From: Lee Corbin (email@example.com)
Date: Thu Apr 03 2003 - 20:32:47 MST
> > [Eliezer writes]
> > > No. I am reasonably certain that fictionally imagined characters
> > > don't have qualia. I'm in really, really deep trouble if they do.
There is no chance they have "qualia". The imagined characters
are only depicted, only described, only portrayed. It requires
specific code to go beyond that and emulate a being.
> > So, as AI empowered characters in such games advance, perhaps to
> > the point of having real qualia, it eventually becomes morally
> > wrong. Where is this point? How can it be determined?

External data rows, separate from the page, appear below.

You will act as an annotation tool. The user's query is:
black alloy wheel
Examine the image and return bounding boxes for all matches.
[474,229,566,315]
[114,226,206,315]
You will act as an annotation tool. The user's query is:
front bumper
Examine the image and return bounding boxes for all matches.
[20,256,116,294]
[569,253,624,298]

If this were a gradual process, i.e., providing characters
in games with experiences (or, if you don't follow Dennett
giving them "qualia"), then it would always be a matter of
degree. How many fleas *must* your dog have before you do
something about it? How can that point be determined?
Come now! We know how to deal with continua; the problem
only comes up about 10^6 times a year.
> > If we exist within a sim/VR for the amusement of more powerful
> > beings then that at least is immoral even though we might be
> > strictly their creations.
All one ever NEEDS do for characters is provide *portrayals*.
Nothing more; nothing more is *ever* needed unless for some
reason you wish to equip your simulation with *emulations*.
If (for some benevolent reason, shall we say) you decide to
equip your characters with feelings and thoughts, so that in
effect they are emulating some real or imagined person, then
you must give them thoughts and feelings they'll enjoy. But
for a game or story, portrayal is all that is required.
> If we are [simulated and emulated], then they [the VR
> controllers] have apparently decided that it isn't immoral.
Any bit of egregious pain is immoral.
> Maybe from their perspective, we are predictable automatons, and
> comparable to their insects. In their opinion, we probably lack some
> property that is the essence of experiencing pain and suffering.
> A higher order of qualia, maybe? "Qualia^2"?
Yes, one might at first suppose that beings sufficiently advanced
from us wouldn't care, so comparatively trivial are our emotions
to theirs. But this isn't right. When we get to the point, and
it will be soon, that we can simulate ants, then we'll quickly
reach the point beyond that where we must choose either to continue
to merely portray them, or instead to emulate them.
If we emulate them and furnish them with even a modicum of unpleasant
experience, then we are guilty of a moral crime. Anyone here should
be able to see that it is unacceptable to emulate creatures who are
having pain, or even unpleasant experiences. Depicting or portraying
characters never crosses that line unless we specifically build it in.